Instructions to both weak and strong
Accept him whose faith is weak, without passing judgment on disputable matters. 2 One man’s faith allows him to eat everything, but another man, whose faith is weak, eats only vegetables. 3 The man who eats everything must not look down on him who does not, and the man who does not eat everything must not condemn the man who does, for God has accepted him. 4 Who are you to judge someone else’s servant? To his own master he stands or falls. And he will stand, for the Lord is able to make him stand.

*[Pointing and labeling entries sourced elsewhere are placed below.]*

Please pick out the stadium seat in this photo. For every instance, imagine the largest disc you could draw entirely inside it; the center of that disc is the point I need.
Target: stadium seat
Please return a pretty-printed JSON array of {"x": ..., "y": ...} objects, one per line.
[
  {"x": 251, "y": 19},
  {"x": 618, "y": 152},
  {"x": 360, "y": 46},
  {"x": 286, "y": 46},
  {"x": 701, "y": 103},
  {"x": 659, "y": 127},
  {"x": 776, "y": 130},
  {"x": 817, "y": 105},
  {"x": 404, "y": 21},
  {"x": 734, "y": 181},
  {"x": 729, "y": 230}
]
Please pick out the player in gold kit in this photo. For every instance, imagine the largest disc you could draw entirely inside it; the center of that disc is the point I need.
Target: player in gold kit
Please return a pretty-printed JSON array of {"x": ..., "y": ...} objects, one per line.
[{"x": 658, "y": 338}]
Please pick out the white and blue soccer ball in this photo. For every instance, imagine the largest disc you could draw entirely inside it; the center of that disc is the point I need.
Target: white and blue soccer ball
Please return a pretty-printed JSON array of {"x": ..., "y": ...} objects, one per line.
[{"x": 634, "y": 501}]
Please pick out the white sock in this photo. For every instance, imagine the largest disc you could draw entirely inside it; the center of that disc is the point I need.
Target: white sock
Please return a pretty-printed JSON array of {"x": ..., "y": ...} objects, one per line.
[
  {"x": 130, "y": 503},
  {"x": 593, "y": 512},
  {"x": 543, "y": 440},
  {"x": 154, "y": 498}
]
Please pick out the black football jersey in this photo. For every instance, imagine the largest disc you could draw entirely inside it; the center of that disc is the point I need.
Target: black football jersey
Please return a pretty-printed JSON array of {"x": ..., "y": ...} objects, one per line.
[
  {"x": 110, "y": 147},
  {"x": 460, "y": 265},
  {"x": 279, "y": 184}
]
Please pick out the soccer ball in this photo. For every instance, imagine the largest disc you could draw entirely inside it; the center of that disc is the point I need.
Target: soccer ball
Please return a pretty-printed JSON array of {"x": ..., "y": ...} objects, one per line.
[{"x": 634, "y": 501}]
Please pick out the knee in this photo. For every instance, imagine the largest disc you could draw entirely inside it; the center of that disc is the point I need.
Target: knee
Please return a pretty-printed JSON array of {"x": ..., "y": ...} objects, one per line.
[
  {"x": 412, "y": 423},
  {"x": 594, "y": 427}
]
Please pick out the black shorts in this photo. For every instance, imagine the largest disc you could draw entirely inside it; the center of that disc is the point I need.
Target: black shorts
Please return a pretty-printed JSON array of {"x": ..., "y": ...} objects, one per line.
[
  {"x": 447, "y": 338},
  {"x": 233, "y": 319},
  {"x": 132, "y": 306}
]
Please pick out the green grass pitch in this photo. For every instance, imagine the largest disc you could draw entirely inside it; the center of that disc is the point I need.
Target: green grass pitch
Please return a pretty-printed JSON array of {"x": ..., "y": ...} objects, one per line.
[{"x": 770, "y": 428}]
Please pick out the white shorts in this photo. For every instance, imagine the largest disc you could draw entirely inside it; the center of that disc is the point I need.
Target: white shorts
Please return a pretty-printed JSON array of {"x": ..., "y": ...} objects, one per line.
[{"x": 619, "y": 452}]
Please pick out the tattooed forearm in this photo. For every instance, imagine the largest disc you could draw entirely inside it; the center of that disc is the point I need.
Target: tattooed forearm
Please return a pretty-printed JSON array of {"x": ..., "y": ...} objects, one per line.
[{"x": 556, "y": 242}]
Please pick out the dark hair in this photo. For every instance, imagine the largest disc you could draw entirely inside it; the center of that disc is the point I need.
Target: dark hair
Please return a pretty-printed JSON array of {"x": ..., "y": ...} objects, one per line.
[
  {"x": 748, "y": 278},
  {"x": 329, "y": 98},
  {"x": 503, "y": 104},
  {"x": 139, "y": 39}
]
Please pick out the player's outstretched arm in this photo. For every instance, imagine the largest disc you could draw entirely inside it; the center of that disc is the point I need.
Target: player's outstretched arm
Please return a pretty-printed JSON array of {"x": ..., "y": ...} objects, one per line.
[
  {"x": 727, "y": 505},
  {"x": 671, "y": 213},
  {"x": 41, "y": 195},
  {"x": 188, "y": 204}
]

A notable feature of Paul’s letter to the Romans is the attention he gives to Jews and Gentiles as individually identifiable groups within the Christian community of Rome. Blending these two together into one harmonious group was a significant undertaking. The great common feature, of course, was their joint faith in Christ. Both Christian Jews and Christian Gentiles looked to him as their sole hope of salvation, without adding any merit or contribution of their own. Hence in reality, they were perfectly united before God.
But outside of this all-important doctrinal base that served as the core of their unity, there continued to exist a host of cultural and ethnic differences. True, these differences were no barrier to the true spiritual unity among them, but in the matter of ordinary, day-to-day congregational life, these differences had to be addressed and dealt with. Paul does that when he gives to the strong Christian the following encouragement: “Accept him whose faith is weak, without passing judgment on disputable matters.”
Note that Paul is specifically limiting the area under discussion to what the NIV translates as “disputable matters.” The term in question refers to matters where two parties may legitimately hold a difference of opinion. Paul immediately identifies such an area by giving a practical example: choice of foods.
For centuries the Jews had been living under God’s Old Testament ceremonial regulations, which clearly distinguished between clean and unclean foods. Eating pork, for example, was forbidden. These Old Testament ceremonies, however, were a teaching device imposed by God on the Jewish nation only until the promised Messiah came (Colossians 2:16,17). With the coming of the New Testament, these regulations were no longer binding. But even though Christian Jews knew and understood the full spiritual implications of the new covenant, changing their eating habits wasn’t so easy, and making the change took some time.
The Gentiles had never been under the ceremonial laws. They had been eating pork all along, but for them now to do that in the presence of Jewish Christians or to put pressure on Jews to join them in a meal including “unclean” foods would have strained their congregational ties. In cases such as these, the Gentile, comfortably making full use of Christian liberty by eating anything and everything, was in a manner of speaking more mature than the Jewish Christians who still had reservations. Hence the Gentile was the strong brother who needed to be considerate of his weaker brother. The difference was one of degree of maturity, not presence or absence of saving faith.